Although business management is a popular angle through which colleges are approaching esports, it's not the only one. Syracuse University last year launched a class called Esports and Media, in which students cover topics such as the history of esports, live broadcasting of matches and development of advertising plans. It was developed with Twitch, an esports streaming platform.
"It really gave us an opportunity to dive into esports as an industry, not just as a niche within," said Olivia Stomski, director of the Newhouse Sports Media Center at Syracuse, who co-taught the class.
Capped at 20 students for the first class, this fall it will expand to 35 — although there's already a waiting list. Based on that popularity, Syracuse is considering further expansion, possibly to a minor or major, said fellow instructor Chris Hanson, an associate English professor who has worked in the gaming industry.
Addressing a skills gap
As the esports industry expands, people with related knowledge are in demand.
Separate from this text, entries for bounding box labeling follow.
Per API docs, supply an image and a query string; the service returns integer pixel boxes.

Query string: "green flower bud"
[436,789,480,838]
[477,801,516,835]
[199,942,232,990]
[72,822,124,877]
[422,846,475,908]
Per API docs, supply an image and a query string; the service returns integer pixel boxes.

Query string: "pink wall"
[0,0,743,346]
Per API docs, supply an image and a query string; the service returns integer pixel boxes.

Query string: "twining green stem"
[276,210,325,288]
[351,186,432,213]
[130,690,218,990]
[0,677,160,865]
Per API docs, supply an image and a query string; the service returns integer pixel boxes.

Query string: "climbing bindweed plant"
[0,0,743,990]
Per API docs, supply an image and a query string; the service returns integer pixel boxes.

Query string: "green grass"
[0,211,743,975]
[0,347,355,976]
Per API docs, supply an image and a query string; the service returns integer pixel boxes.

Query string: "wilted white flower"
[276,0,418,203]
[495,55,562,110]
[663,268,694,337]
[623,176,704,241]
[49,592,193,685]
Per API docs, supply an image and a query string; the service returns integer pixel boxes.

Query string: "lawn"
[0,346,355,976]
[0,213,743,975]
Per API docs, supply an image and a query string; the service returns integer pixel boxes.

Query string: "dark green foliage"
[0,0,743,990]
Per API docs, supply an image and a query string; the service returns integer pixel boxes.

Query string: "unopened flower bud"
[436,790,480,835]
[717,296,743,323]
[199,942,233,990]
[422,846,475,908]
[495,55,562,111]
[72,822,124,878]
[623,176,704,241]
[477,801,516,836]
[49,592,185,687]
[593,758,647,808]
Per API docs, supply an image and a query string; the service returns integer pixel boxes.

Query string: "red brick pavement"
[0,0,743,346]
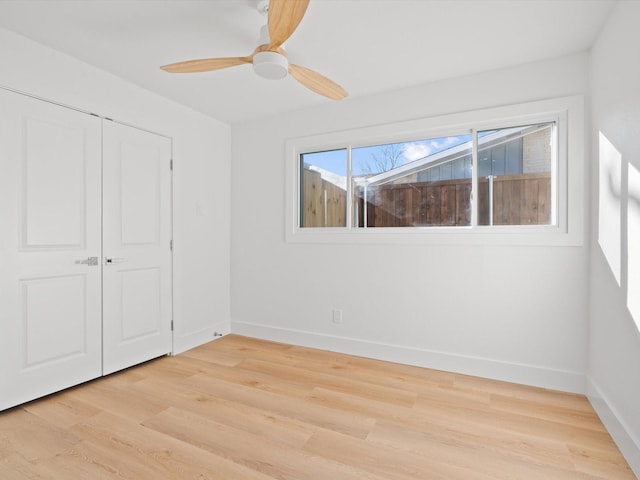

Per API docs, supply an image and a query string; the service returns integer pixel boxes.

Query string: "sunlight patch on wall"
[627,164,640,330]
[598,132,622,286]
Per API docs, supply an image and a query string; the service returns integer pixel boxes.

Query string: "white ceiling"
[0,0,615,123]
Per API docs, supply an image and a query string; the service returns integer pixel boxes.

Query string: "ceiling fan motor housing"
[253,51,289,80]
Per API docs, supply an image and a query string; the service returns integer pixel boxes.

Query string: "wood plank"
[0,335,635,480]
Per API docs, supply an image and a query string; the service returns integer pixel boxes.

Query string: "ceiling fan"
[160,0,347,100]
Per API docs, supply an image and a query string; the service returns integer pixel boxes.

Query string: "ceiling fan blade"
[289,64,348,100]
[160,57,252,73]
[267,0,309,48]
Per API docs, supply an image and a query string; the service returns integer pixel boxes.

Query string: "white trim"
[231,321,585,393]
[173,320,231,355]
[285,95,585,246]
[586,376,640,478]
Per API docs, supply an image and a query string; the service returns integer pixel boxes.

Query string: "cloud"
[402,143,431,162]
[402,137,461,162]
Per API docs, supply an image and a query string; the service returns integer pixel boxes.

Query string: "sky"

That's where colleges come in.
Kevin Mitchell, director of business development and strategic intelligence at entertainment firm National Amusements, said he came across "amazing opportunities" for the company in esports but noted there was a lack of a skilled workforce.
Colleges looking to develop esports curriculum stand to benefit from engaging administrators and the industry. "The biggest obstacle is awareness that it's a viable activity," said Mitchell, who is also an adjunct professor for Emerson College's esports classes.
Becker's Ritacco agrees. He cautions schools that it could be problematic if their presidents don't have a firm commitment to or understanding of esports and its value.
Developing programs with such stakeholders in mind can help.
At Ohio State, Grzybowski recommends starting with the questions: "What do you want your end student to look like? When they graduate from the program, what's their skill set?"
UNLV's Rippee advises aligning the esports curriculum with a school's existing strengths. For example, an institution that already offers a robust game development curriculum could focus on that element of esports.
It's also important to take a multidisciplinary approach that will attract students from a variety of academic programs.
"It's not just hospitality. It's not just gaming. It's not just architecture," he said. "It's for any of those students."